La soirée continua plus gaiement, même si elle était chargée de non-dits. Rosie venait d'obliger Annie à changer son répondeur pour un plus sensé selon elle. Bien évidemment, Anne-Lise fit de même pour se venger.
- Que pensez-vous de ; Oh oui dis-moi que je suis morte darling, et tu auras refait ma vie. Si t'entends ça, c'est sûrement que je le suis d'ailleurs ?
- Rosie, tu es macabre. Mais j'aime bien ! la complimenta Honey, néanmoins déroutée.
- Ça te va bien, se contenta de dire Annie.
Elles enchainèrent sur un jeu de question ou l'avenir eut un moment sa place.
- Qu'est-ce que tu veux être plus tard Rosie ?
- Une grande personne. Je veux que les gens se retournent dans la rue, qu'ils prennent une photo de moi, que les gens m'aiment pour ce que je suis, je veux écrire un putain de livre qui m'ouvre les portes du paradis bordel. Oh si tu savais Honey, si tu savais comme je crèverais pour ça. Et que quand vous me verrez dans les journaux, vous vous dites, bon sang, j'ai côtoyé quelqu'un.

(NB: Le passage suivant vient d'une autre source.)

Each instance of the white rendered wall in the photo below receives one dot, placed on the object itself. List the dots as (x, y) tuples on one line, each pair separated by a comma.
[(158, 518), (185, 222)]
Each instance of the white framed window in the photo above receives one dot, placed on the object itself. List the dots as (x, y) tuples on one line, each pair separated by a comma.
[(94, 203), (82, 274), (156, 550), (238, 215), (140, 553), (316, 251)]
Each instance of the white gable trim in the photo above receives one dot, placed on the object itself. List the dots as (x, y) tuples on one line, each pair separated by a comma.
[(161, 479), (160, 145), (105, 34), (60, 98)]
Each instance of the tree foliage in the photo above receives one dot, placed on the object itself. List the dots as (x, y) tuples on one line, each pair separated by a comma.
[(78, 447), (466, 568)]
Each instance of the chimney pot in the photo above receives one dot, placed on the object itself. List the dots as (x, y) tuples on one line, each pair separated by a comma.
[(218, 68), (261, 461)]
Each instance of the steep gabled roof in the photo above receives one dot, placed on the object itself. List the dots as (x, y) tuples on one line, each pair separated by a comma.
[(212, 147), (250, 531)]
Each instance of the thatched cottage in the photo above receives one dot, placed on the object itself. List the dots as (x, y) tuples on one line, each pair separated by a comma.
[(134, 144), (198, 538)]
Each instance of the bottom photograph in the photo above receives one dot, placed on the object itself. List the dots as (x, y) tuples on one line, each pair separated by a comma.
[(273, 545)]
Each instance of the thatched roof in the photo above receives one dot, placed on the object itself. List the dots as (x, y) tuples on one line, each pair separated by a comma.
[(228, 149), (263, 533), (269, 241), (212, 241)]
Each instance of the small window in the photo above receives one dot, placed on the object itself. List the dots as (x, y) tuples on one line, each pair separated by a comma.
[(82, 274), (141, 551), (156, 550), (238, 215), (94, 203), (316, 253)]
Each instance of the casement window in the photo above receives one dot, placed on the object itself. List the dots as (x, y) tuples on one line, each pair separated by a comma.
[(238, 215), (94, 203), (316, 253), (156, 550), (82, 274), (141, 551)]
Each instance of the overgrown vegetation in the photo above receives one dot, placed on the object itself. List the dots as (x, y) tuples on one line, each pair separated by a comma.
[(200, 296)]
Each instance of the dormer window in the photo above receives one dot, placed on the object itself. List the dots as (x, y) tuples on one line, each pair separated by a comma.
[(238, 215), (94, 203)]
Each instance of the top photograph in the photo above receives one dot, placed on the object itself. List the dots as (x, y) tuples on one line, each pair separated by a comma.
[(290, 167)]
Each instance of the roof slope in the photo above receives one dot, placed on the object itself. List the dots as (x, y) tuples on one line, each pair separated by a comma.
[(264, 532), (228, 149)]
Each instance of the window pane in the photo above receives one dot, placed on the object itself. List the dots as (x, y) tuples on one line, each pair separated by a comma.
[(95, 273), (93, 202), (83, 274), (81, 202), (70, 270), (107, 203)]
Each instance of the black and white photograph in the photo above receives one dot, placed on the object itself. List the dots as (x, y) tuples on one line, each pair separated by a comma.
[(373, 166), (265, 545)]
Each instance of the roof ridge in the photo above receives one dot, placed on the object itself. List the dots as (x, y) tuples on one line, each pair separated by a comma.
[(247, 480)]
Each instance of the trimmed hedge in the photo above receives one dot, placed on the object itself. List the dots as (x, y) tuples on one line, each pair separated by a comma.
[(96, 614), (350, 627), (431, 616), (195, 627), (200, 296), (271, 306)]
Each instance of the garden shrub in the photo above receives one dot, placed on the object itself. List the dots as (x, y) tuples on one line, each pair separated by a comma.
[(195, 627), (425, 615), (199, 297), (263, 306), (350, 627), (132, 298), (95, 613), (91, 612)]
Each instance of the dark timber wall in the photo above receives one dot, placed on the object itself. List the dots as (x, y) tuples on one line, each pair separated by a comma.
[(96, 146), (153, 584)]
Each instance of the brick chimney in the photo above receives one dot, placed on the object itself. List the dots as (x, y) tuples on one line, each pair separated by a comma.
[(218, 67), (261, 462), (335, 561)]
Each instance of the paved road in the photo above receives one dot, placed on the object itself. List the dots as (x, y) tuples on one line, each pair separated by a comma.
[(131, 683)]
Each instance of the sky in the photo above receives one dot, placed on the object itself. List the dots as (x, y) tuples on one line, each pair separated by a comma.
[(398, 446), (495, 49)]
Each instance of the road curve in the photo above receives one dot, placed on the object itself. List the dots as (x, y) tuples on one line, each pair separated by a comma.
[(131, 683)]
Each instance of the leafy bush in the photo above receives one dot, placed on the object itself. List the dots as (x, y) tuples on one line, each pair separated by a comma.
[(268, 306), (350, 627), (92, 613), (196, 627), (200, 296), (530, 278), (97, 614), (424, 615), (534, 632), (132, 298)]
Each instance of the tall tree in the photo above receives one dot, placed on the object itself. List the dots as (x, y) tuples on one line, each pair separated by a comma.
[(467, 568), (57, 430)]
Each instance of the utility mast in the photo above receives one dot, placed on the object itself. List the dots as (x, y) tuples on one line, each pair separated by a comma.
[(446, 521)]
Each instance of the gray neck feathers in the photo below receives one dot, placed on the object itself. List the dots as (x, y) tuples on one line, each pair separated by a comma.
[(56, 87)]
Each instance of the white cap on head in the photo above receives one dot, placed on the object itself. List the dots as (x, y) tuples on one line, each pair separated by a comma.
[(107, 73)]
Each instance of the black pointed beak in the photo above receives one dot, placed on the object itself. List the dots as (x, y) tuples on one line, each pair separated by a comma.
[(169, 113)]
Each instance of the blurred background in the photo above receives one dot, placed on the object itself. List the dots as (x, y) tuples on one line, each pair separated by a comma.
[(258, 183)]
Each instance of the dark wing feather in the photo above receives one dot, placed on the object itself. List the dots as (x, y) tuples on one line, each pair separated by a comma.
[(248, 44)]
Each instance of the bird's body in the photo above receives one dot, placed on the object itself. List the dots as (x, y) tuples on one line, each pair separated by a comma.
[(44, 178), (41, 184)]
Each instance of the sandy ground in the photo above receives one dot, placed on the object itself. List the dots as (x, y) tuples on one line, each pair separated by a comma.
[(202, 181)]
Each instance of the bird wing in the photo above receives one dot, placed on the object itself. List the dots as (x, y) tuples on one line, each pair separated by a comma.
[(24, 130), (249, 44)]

Et les yeux de Rosie devinrent rouges.
***
J'ai essayé quelque chose. J'ai tout fais pour ne pas trop en parler, pour ne pas raconter trop de bêtises. Le choix de Camille peut paraître extrêmement égoïste et surtout dangereux mais pour moi, il est tellement fou, aveugle, qu'il est prêt à tout pour protéger son couple.